Der spanische Außenminister richtete letzten Monat einen Brief an die EU-Kommission und befürwortete die vollständige Visabefreiung. Die Initiative wurde von Deutschland in einem gleichlautenden Schreiben unterstützt. Der Außenminister der Vereinigten Arabischen Emirate hatte seinem deutschen Amtskollegen, aber auch dem Bundesinnenminister Hans-Peter Friedrich hierfür ausdrücklich gedankt. Gelobt wird vor allem die Bedeutung der Visafreiheit für Wirtschaft, Handel, Tourismus und Kultur. Tatsächlich sind die Emirate ein wichtiger Handelspartner der EU, mit dem große Handelsbilanzüberschüsse erzielt werden.

Was allerdings nicht gesagt wird: Ein beträchtlicher Teil der Handelsbeziehungen mit den Vereinigten Arabischen Emiraten wird im Sektor der Rüstungs- und Sicherheitstechnologie abgewickelt. Letzten Monat wurde bekannt, dass die Regierung Verträge für 17 neue Rüstungsprojekte abgeschlossen hat. Für 200 Millionen US-Dollar sollen mehrere Predator-Drohnen des US-Herstellers General Atomics gekauft werden (Rüstungsindustrie bläst zum Drohnen-Wettlauf im Mittleren Osten). Zudem ist die Beschaffung neuer Kampfjets geplant, ein entsprechender Vorvertrag mit der britischen Regierung angeblich bereits unterzeichnet.

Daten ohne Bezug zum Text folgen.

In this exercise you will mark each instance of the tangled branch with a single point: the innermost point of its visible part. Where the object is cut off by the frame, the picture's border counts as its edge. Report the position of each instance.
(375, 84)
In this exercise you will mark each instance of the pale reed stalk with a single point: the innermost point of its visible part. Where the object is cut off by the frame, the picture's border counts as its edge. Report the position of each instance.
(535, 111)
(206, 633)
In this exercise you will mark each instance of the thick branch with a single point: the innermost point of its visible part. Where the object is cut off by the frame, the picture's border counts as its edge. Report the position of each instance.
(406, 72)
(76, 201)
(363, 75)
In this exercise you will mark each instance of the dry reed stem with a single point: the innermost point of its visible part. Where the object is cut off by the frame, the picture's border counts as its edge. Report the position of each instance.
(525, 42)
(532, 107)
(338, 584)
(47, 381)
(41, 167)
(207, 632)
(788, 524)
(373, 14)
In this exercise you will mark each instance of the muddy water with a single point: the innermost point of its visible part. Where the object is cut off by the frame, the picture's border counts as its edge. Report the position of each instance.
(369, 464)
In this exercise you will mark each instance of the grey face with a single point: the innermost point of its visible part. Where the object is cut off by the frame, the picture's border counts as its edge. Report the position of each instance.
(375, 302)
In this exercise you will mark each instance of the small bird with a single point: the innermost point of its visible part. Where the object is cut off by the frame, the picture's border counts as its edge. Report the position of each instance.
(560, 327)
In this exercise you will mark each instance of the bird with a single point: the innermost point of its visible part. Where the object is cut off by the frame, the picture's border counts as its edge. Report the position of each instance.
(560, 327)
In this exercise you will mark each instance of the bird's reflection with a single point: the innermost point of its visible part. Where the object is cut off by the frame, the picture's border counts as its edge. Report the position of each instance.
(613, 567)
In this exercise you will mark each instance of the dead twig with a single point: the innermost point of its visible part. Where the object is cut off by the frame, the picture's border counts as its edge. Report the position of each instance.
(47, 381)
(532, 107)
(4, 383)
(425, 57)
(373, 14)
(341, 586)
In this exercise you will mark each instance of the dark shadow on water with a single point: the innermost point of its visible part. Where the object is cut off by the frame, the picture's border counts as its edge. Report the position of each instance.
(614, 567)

Dubai, das größte der Emirate der VAE, ist zum beliebten Standort für Verkaufsmessen und Konferenzen rund um Rüstungs- und Sicherheitstechnologie avanciert. Jährlich ist die Stadt Austragungsort der an Afrika und den Mittleren Osten gerichteten ISS WORLD, die als wichtigste Veranstaltung im Bereich Überwachungstechnik gilt.

Laut der Bürgerrechtsorganisation Privacy International nehmen das Bundesministerium des Innern, die Bundesnetzagentur, das Zollkriminalamt und deutsche Geheimdienste regelmäßig an ISS-Konferenzen teil. Die Bundesregierung hat in den letzten fünf Jahren zahlreiche Exportkreditgarantien in Form von Hermes-Bürgschaften zur Absicherung der Ausfuhr von Waren und Dienstleistungen aus dem Bereich der Telekommunikationstechnik in die Region übernommen. Während andere Länder lediglich Ausfallkredite in ein- oder zweistelliger Millionenhöhe erhalten, führen die Vereinigten Arabischen Emirate und Dubai die Liste mit 156 Millionen Euro bzw. 158 Millionen Euro an.

Die Emirate gehören auch zu den Gründern des "Weltweiten Anti-Terrorismus Forum" (CGTF), das auf Initiative der USA ins Leben gerufen wurde. Auch die Europäische Union, Frankreich und Deutschland sind beteiligt. Ziel des Zusammenschlusses ist die Abwehr von "Terrorismus" und "gewalttätigem Extremismus". Dubai ist seit Dezember Sitz eines hierfür eingerichteten "Kompetenzzentrum zur Bekämpfung von gewalttätigem Extremismus", an dessen Eröffnung auch Vertreter des Auswärtigen Amtes und des Bundesinnenministeriums teilgenommen haben. Zu dessen Aufgaben gehört unter anderem die Zusammenarbeit mit dem Sicherheitssektor. Eine der Arbeitsgruppen befasst sich mit dem "Horn von Afrika" und wird von der Europäischen Union und der Türkei angeführt.

Zur Förderung von "Frieden und Sicherheit" trifft sich die Europäische Union regelmäßig mit dem Golfkooperationsrat (GCC) zu Konferenzen. Zu dem regionalen Verteidigungsbündnis gehören neben den Vereinigten Arabischen Emiraten auch Bahrain, Katar, Kuwait, Oman und Saudi- Arabien. Das nächste Treffen ist im Sommer 2013 in Bahrain geplant.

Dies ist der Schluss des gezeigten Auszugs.